Drugs (Abingdon Engl). 2025;32(1):1-14. doi: 10.1080/09687637.2024.2306826. Epub 2024 Jan 23.
This systematic review aimed to 1) identify the range of opioid harm reduction interventions implemented at macro-, meso-, and micro-levels in the United States, and 2) summarize the outcomes of these interventions.
We conducted a systematic review of academic literature published between 2011-2023 following PRISMA guidelines. Articles were excluded if they reported on research that was not specific to opioids, did not report the effects of an intervention, or focused on a medical treatment for opioid use disorder. Two coders independently extracted data and reconciled discrepancies prior to narrative synthesis.

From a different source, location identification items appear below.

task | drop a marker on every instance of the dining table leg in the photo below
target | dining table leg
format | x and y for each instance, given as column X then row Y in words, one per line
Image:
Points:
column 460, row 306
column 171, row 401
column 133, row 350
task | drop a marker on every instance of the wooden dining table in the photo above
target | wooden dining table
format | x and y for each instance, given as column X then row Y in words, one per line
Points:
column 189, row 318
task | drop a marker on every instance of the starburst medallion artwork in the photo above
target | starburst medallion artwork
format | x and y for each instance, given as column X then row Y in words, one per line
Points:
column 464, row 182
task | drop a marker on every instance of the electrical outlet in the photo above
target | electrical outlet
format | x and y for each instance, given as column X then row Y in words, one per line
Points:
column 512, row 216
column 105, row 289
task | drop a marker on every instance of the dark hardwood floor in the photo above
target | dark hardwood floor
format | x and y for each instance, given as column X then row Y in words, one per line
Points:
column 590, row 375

Of 6,198 articles initially identified, 36 met inclusion criteria across macro (=7), meso (=8), and micro (=21) domains. Positive evidence for micro- and meso-level interventions is largely consistent, whereas evidence for macro-level interventions is mixed. Among micro- and meso-level interventions, supply distribution interventions were most effective in increasing safe use knowledge and behaviors among people who use drugs.

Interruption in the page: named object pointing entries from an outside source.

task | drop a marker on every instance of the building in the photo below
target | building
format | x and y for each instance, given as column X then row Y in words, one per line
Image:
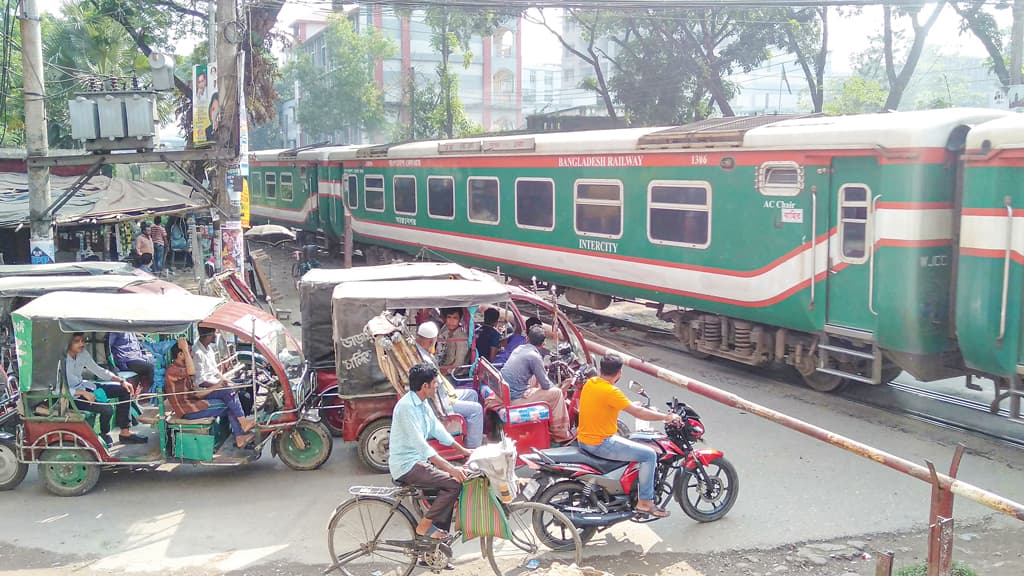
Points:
column 541, row 88
column 489, row 88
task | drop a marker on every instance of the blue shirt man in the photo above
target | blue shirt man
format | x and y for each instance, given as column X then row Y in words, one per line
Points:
column 413, row 461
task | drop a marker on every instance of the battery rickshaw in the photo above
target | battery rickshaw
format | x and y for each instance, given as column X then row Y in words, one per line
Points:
column 55, row 435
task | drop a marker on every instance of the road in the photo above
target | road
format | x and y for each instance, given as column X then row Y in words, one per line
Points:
column 266, row 519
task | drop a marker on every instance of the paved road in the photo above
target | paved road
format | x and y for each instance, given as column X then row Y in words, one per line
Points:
column 267, row 519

Most harm reduction interventions demonstrate moderate to strong evidence of effectiveness for addressing the opioid overdose epidemic across domains. Findings revealed a lack of multi-level interventions and a lack of culturally relevant interventions that prioritize Black and Brown communities disproportionately impacted during the opioid overdose epidemic's latter phases.
本系统评价旨在1)确定美国在宏观、中观和微观层面实施的阿片类药物危害减少干预措施的范围,以及2)总结这些干预措施的结果。
我们按照PRISMA指南对2011年至2023年发表的学术文献进行了系统评价。如果文章报道的研究并非专门针对阿片类药物、未报告干预措施的效果或侧重于阿片类药物使用障碍的药物治疗,则将其排除。在进行叙述性综合分析之前,两名编码员独立提取数据并解决差异。
在最初识别的6198篇文章中,有36篇符合宏观(=7)、中观(=8)和微观(=21)领域的纳入标准。微观和中观层面干预措施的积极证据在很大程度上是一致的,而宏观层面干预措施的证据则好坏参半。在微观和中观层面的干预措施中,供应分配干预措施在提高吸毒者的安全使用知识和行为方面最为有效。
大多数危害减少干预措施都显示出在各领域应对阿片类药物过量流行方面有中度至有力的有效性证据。研究结果显示缺乏多层次干预措施,以及缺乏针对在阿片类药物过量流行后期受影响尤为严重的黑人和棕色社区的具有文化相关性的干预措施。